Deux articles qui se passent de commentaires:

le premier de Philippe Herlin

 le second d' Olivier Berruyer 

  

 Eux aussi font partie des citoyens qui considèrent qu'il est de leur devoir de ne plus se taire devant la catastrophe annoncée.

 

 

 

http://ladettedelafrance.blogspot.com/2011/04/la-grece-au-bord-de-lexplosion.html?showComment=1304364902419#c5201060166807477633

La Grèce au bord de l’explosion ?

La Grèce, l’Irlande et le Portugal sont insolvables et devront restructurer leur dette publique, nous le savons déjà (voir cette note), mais le fait est que pour la Grèce la situation devient carrément intenable, le taux des obligations à deux ans vient de franchir les 25 % (merci à BA pour ses commentaires réguliers) ! Le graphique est parlant. Quand est-ce que le pays va exploser ? Les chancelleries européennes sont-elles déjà en train de négocier en secret une restructuration ? Une banque grecque va-t-elle se déclarer en faillite ? Il faut déjà penser aux conséquences d’une restructuration (c'est-à-dire d’un défaut sur une partie de la dette) car les banques françaises sont très engagées en Grèce, même si elles retirent leurs billes : plus de 60 milliards… Et cet article ne mentionne pas le fait que le Crédit agricole possède l’une des principales banques du pays, Emporiki. Un investissement judicieux. Et surtout, les banques françaises se sont engagées à ne pas abandonner la Grèce en ne revendant pas d'obligations d'État, c’est malin ! Naïveté (l’Europe n’abandonnera pas un pays membre), soumission (au pouvoir politique), cynisme (empochons les bonus, on verra après), bêtise d’économistes gaussiens incapables de prendre en compte un Cygne noir pourtant bien visible ? Tout ça à la fois certainement.

Philippe Herlin
© La dette de la France .fr

 

 

 

http://www.les-crises.fr/meteo-des-taux/

 

 

meteo-des-taux-souverains-1.jpg

 

 

 

 

 

 

Ce graphique est inquiétant, car il illustre les forces oeuvrant à la destruction de l’euro. Il présente les taux auxquels les États européens financent leur dette (emprunts à 5 ans).

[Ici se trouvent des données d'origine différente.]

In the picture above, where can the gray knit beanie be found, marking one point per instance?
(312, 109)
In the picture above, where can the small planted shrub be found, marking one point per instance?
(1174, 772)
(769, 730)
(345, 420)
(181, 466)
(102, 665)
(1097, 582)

On observe qu’en 2008, les taux de tous les pays se tenaient dans un « mouchoir de poche » (50 points de base d’écart = 0,50 %) . On constate que de nettes tensions sont apparues en 2009 (plus de 300 points d’écarts), et que la crise grecque de 2010 a fait totalement diverger les taux (1 300 points d’écart au pire de la crise). Une telle situation est difficilement tenable pour l’euro, tout comme pour les pays subissant la défiance des marchés : Grèce, Portugal, Irlande, et dans une moindre mesure pour le moment, l’Espagne (mais elle est à la merci d’un effondrement de sa bulle immobilière, qui entraînerait ses banques dans le gouffre).

La fin du mois d’avril a été particulièrement inquiétante, avec une explosion des taux grecs, et la poursuite de la hausse des taux irlandais et portugais. Les niveaux sont inquiétants.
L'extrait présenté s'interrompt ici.